ActaCell’s latest funding comes through the National Institute of Standards and Technology’s Technology Innovation Program, or TIP. The program, which announced a total of $22 million in awards on Wednesday, is designed to support high-risk, high-reward research projects focused on areas of critical national importance.
Throughout 2010, companies including A123 Systems and Amprius — another startup working on anode technology — have scored funds under the program. The latest round, which drew 110 proposals, was specifically for developing more efficient, lower cost, less wasteful and faster manufacturing processes for industries including renewable fuels, energy storage and advanced pharmaceuticals.
With the NIST funds and additional investment to meet cost-sharing requirements (total project costs are estimated at $6.2 million), ActaCell aims to scale up production of its novel nanocomposite material for lithium battery anodes by a factor of 1,000. Eventually, according to ActaCell’s project description, this could enable “safe, powerful and economical batteries for electric vehicles and other demanding applications.”
While ActaCell claims its anode material is “in principle, significantly less expensive to produce” than state-of-the-art alternatives, the company is still working with small lab-scale batches. “To be commercially viable,” the company says it needs to bring production up to 5-kilogram batches, from five grams today.
What’s the plan? ActaCell’s proposal for a low-cost manufacturing innovation involves what’s called “reactive high energy milling” — a technique that has yet to be applied at commercial scale in the lithium battery industry. According to the NIST project description, “The scale-up of this synthesis process will be a key innovation not only in the lithium-ion battery industry, but also as a low-cost manufacturing technique for other related materials.”

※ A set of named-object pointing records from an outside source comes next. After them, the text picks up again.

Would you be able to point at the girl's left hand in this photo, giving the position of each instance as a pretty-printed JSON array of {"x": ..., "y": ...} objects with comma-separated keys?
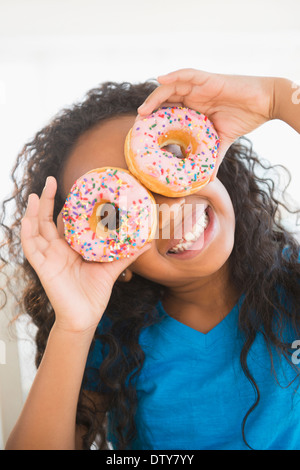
[{"x": 235, "y": 104}]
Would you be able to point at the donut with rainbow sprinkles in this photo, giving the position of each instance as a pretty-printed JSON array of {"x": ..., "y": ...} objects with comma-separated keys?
[
  {"x": 108, "y": 215},
  {"x": 160, "y": 170}
]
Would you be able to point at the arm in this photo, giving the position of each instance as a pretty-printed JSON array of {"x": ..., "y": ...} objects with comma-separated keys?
[
  {"x": 236, "y": 104},
  {"x": 287, "y": 103}
]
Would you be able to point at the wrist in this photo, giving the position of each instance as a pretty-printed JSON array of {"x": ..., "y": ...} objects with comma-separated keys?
[
  {"x": 287, "y": 102},
  {"x": 84, "y": 336}
]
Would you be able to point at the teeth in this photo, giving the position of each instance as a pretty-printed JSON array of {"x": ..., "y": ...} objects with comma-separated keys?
[{"x": 190, "y": 237}]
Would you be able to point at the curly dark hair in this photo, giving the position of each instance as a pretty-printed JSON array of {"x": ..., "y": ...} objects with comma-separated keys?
[{"x": 264, "y": 256}]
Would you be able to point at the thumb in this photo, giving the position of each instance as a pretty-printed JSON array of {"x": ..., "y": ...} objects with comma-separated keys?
[{"x": 224, "y": 146}]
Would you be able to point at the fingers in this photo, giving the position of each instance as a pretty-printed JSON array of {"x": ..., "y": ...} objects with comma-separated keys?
[
  {"x": 167, "y": 95},
  {"x": 47, "y": 227},
  {"x": 224, "y": 146},
  {"x": 30, "y": 232},
  {"x": 180, "y": 75}
]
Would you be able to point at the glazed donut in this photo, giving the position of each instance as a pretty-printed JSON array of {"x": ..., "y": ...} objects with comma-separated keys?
[
  {"x": 108, "y": 215},
  {"x": 157, "y": 168}
]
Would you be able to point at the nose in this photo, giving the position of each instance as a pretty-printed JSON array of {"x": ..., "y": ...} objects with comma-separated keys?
[{"x": 168, "y": 208}]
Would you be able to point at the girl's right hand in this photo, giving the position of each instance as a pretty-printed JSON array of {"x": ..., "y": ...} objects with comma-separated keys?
[
  {"x": 235, "y": 104},
  {"x": 78, "y": 290}
]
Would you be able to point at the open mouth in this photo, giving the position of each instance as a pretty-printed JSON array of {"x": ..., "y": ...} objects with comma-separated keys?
[{"x": 194, "y": 239}]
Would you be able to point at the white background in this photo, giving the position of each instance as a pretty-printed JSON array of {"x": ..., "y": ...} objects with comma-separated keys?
[{"x": 53, "y": 51}]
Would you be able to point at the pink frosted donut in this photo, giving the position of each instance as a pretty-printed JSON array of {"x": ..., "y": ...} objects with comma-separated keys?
[
  {"x": 161, "y": 171},
  {"x": 108, "y": 215}
]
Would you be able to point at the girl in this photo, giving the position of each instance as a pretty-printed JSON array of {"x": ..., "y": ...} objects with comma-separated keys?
[{"x": 161, "y": 351}]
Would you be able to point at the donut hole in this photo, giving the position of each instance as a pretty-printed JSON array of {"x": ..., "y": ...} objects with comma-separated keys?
[
  {"x": 107, "y": 217},
  {"x": 177, "y": 150},
  {"x": 179, "y": 143}
]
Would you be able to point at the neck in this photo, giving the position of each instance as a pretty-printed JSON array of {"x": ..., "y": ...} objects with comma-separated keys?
[{"x": 203, "y": 303}]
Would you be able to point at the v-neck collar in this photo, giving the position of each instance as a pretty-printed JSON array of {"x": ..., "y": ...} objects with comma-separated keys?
[{"x": 226, "y": 330}]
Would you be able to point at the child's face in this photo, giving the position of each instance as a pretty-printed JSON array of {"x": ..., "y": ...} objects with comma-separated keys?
[{"x": 104, "y": 146}]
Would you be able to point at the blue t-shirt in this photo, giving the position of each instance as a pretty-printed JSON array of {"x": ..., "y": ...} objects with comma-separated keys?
[{"x": 193, "y": 394}]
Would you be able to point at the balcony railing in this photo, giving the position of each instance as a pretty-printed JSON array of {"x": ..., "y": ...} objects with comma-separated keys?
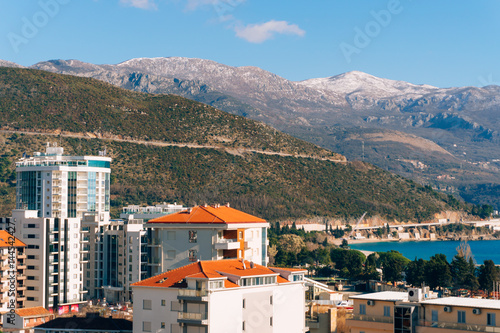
[
  {"x": 192, "y": 293},
  {"x": 191, "y": 316},
  {"x": 375, "y": 319},
  {"x": 459, "y": 326}
]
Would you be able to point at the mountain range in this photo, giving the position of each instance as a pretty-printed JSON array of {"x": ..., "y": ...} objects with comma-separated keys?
[
  {"x": 168, "y": 148},
  {"x": 444, "y": 137}
]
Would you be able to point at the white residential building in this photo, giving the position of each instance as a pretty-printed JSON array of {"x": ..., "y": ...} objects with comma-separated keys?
[
  {"x": 53, "y": 193},
  {"x": 233, "y": 296},
  {"x": 205, "y": 233},
  {"x": 147, "y": 213},
  {"x": 54, "y": 258},
  {"x": 56, "y": 185},
  {"x": 12, "y": 268}
]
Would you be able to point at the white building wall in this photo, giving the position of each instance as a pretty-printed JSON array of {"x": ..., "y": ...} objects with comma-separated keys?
[
  {"x": 226, "y": 313},
  {"x": 158, "y": 312},
  {"x": 176, "y": 247}
]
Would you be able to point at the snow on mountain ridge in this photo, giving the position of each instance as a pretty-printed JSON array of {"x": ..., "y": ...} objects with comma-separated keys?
[{"x": 364, "y": 84}]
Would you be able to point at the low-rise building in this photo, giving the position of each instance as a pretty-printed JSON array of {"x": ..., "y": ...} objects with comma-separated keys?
[
  {"x": 415, "y": 312},
  {"x": 205, "y": 233},
  {"x": 24, "y": 320},
  {"x": 221, "y": 296},
  {"x": 91, "y": 323}
]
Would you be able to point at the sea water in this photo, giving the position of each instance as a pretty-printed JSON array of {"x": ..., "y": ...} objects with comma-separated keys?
[{"x": 481, "y": 250}]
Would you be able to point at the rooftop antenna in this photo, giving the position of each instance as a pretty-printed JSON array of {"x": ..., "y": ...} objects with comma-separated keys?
[{"x": 363, "y": 149}]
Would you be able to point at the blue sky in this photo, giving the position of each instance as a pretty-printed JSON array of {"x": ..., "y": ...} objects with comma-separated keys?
[{"x": 442, "y": 43}]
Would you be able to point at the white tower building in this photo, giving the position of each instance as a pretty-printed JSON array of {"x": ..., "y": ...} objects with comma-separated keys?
[{"x": 53, "y": 193}]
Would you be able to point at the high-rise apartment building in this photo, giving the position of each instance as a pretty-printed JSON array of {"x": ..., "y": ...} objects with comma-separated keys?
[
  {"x": 56, "y": 185},
  {"x": 53, "y": 192}
]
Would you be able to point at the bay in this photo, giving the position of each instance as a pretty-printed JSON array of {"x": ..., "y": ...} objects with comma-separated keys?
[{"x": 481, "y": 250}]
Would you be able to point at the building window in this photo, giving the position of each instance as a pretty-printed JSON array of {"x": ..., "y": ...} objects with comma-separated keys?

“Inventing disruptive manufacturing innovations is every bit as hard as inventing new materials,” Frank van Mierlo, President and co-founder of solar startup 1366 Technologies, told me in an interview last year. Clean technologies ranging from energy storage for plug-in vehicles to photovoltaics need both kinds of inventions in order to compete with the old standbys (internal combustion engine cars and fossil fuels). As shuttered startups like Imara and Firefly Energy have illustrated in the last couple years, it’s one thing to develop a breakthrough material in the lab with potential to deliver better batteries — but it’s another to be able to produce that material at commercial scale at reasonable cost. With this new funding, ActaCell has until early 2014 to try to figure out that second half.